Here are a few ways to avoid “mood matching” when your little one is having a tough time:
Give your good mood roots.
Take care of yourself so your joy reaches beyond the amount of sleep you got, an insensitive comment someone made, or whether or not your partner shoveled the driveway. Your demeanor is stable enough not to depend on the cleanliness of your bathroom or the weather. Know what makes you happy and be fiercely deliberate about pursuing it. Fill your spirit with the things you love, whether it’s bluegrass music, blueberry muffins, or Sunday football.

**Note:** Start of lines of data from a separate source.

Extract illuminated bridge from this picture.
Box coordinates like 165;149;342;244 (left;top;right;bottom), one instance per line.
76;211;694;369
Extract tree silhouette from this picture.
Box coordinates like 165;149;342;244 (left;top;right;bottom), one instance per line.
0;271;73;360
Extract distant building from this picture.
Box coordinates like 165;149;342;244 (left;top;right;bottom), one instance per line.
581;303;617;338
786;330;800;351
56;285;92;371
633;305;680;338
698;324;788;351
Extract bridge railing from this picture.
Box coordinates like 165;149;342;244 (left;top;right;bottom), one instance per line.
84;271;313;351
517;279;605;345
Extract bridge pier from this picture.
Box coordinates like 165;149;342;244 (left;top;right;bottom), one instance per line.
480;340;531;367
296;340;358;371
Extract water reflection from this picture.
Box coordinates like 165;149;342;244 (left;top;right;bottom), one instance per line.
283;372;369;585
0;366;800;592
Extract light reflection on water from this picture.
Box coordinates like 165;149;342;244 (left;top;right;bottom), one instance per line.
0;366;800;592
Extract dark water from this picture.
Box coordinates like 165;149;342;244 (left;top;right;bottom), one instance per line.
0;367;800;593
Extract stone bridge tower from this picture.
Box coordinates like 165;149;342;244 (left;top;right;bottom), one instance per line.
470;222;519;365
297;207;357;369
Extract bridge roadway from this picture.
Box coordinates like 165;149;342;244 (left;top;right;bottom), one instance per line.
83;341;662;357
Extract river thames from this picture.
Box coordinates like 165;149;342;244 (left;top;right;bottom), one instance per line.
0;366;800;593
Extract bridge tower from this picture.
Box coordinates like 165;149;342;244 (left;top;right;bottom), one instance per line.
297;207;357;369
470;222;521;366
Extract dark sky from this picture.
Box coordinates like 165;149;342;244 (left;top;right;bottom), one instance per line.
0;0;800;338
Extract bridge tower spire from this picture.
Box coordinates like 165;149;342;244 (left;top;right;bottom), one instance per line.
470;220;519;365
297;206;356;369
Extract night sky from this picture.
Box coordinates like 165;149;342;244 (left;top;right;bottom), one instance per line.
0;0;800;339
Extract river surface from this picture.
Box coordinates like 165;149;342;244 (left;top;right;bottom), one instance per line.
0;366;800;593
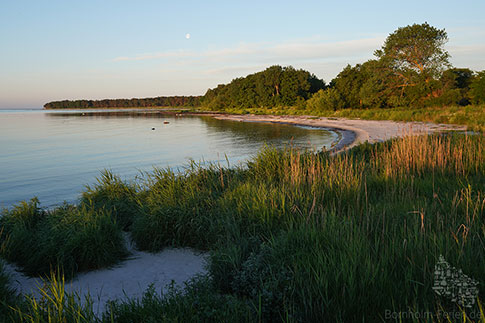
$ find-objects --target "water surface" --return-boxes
[0,110,337,207]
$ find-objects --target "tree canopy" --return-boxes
[202,65,325,110]
[45,22,485,112]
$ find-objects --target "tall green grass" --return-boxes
[2,134,485,322]
[0,198,127,277]
[80,170,140,230]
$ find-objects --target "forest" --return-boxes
[44,96,200,109]
[44,23,485,114]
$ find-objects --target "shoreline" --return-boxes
[42,107,467,154]
[203,113,467,154]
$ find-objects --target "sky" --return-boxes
[0,0,485,109]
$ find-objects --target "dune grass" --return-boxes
[0,198,127,277]
[0,134,485,322]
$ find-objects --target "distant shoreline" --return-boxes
[44,107,467,154]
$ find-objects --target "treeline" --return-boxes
[44,23,485,113]
[202,65,325,110]
[201,23,485,112]
[44,96,201,109]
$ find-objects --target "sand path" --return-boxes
[2,114,466,315]
[5,235,207,316]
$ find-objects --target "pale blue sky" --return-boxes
[0,0,485,108]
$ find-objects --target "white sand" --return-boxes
[5,237,207,315]
[212,114,466,152]
[6,114,466,314]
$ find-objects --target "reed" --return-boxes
[2,134,485,322]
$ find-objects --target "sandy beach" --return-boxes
[5,235,207,316]
[211,114,466,153]
[1,114,466,314]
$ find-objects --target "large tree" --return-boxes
[375,23,450,103]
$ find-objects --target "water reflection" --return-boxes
[0,110,337,207]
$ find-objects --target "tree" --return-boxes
[470,71,485,104]
[374,23,450,102]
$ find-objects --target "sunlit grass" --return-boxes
[2,134,485,322]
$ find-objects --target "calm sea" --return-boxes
[0,110,337,208]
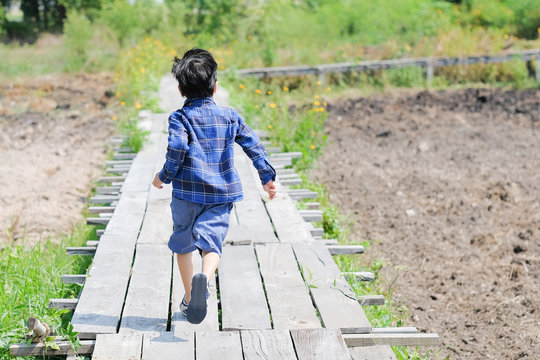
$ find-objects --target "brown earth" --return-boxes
[0,74,114,248]
[313,89,540,359]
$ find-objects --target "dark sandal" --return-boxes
[187,274,208,324]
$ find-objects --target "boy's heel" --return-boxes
[187,274,208,324]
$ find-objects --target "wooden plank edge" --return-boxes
[49,299,79,310]
[9,340,96,356]
[326,245,364,255]
[343,333,439,347]
[356,295,386,306]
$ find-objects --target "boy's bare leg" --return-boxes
[202,251,221,281]
[176,253,193,304]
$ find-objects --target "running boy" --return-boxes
[152,49,277,324]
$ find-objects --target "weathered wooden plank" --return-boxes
[326,245,364,255]
[9,340,96,356]
[291,329,351,360]
[86,217,111,225]
[343,334,439,347]
[90,195,120,204]
[349,345,397,360]
[88,206,115,214]
[137,199,173,245]
[218,246,271,330]
[235,146,278,242]
[358,295,386,306]
[119,243,172,333]
[343,271,375,281]
[60,275,86,284]
[66,246,97,256]
[49,299,78,310]
[113,153,137,160]
[96,186,121,196]
[142,331,198,360]
[284,189,319,200]
[171,251,219,331]
[278,178,302,186]
[98,175,126,182]
[240,329,296,360]
[255,243,321,329]
[371,326,419,334]
[237,49,540,78]
[291,242,371,333]
[266,193,313,242]
[298,210,323,222]
[195,331,244,360]
[71,234,136,339]
[92,333,143,360]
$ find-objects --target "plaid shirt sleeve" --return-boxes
[159,112,189,184]
[235,115,276,185]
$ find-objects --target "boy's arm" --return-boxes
[235,116,276,185]
[154,112,189,187]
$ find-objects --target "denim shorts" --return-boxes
[168,196,233,256]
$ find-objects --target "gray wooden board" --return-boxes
[105,192,148,237]
[142,331,195,360]
[266,191,313,242]
[291,328,351,360]
[92,333,143,360]
[71,234,136,339]
[195,331,244,360]
[119,243,172,333]
[218,245,271,330]
[240,330,296,360]
[292,242,371,333]
[349,345,397,360]
[255,243,321,329]
[137,200,173,245]
[171,251,219,331]
[234,146,278,242]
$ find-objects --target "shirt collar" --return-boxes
[184,97,216,107]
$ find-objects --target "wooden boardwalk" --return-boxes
[9,76,438,360]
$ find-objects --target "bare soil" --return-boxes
[313,89,540,359]
[0,74,115,248]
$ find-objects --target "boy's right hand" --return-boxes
[152,173,163,189]
[263,180,277,200]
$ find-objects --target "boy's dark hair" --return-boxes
[171,48,217,98]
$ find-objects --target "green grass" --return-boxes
[0,224,95,360]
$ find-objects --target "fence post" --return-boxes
[426,59,433,87]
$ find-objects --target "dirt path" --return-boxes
[0,74,114,247]
[313,89,540,359]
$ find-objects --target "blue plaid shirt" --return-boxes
[159,97,276,204]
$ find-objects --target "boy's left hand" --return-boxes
[152,173,163,189]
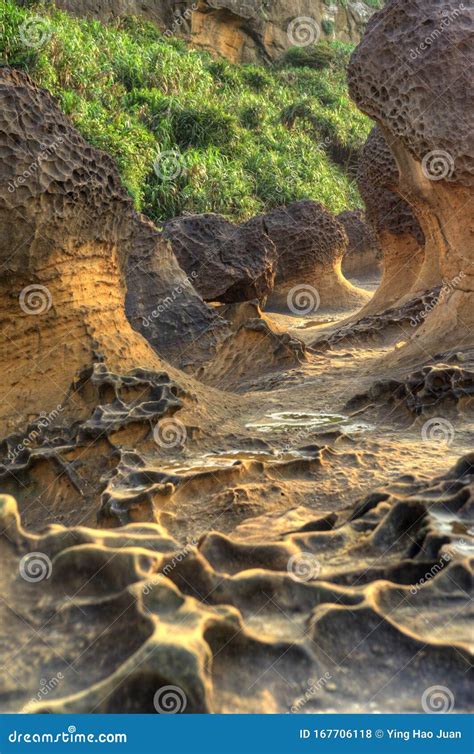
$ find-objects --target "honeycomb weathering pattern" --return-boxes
[0,67,235,421]
[263,199,366,309]
[349,0,474,186]
[0,453,474,713]
[0,68,132,277]
[357,126,424,239]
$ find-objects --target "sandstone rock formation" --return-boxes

Use mindfulness to observe what “comes up for you” as your child is having a hard time. Notice any sensations in your gut, heart, or body. Take deep breaths, take a bathroom break, or step outside for a few minutes to focus back on peace. Know what calms you, whether it’s some Grateful Dead music, a chat with a friend, fresh air, or a cup of hot tea, and be ready to use it.
Remind yourself that development brings friction.
As children mature, there is a natural friction while they assert themselves. They often get emotional as they realize they can’t do everything, be everything, or get everything. They don’t comply when they are super-busy touting their independence, separateness, and grown-upedness as if shouting it from a rooftop with a megaphone.
Visualize a rock.
Picture yourself a bright boulder so heavy an excavator couldn’t scoop it up. As you deal with challenges, adventures, and difficulties (like a stuffed animal in the toilet or a spilled gallon of milk, for example), you’re unchanging. You’re the rock that picks up the sun’s rays and reflects them toward everyone else.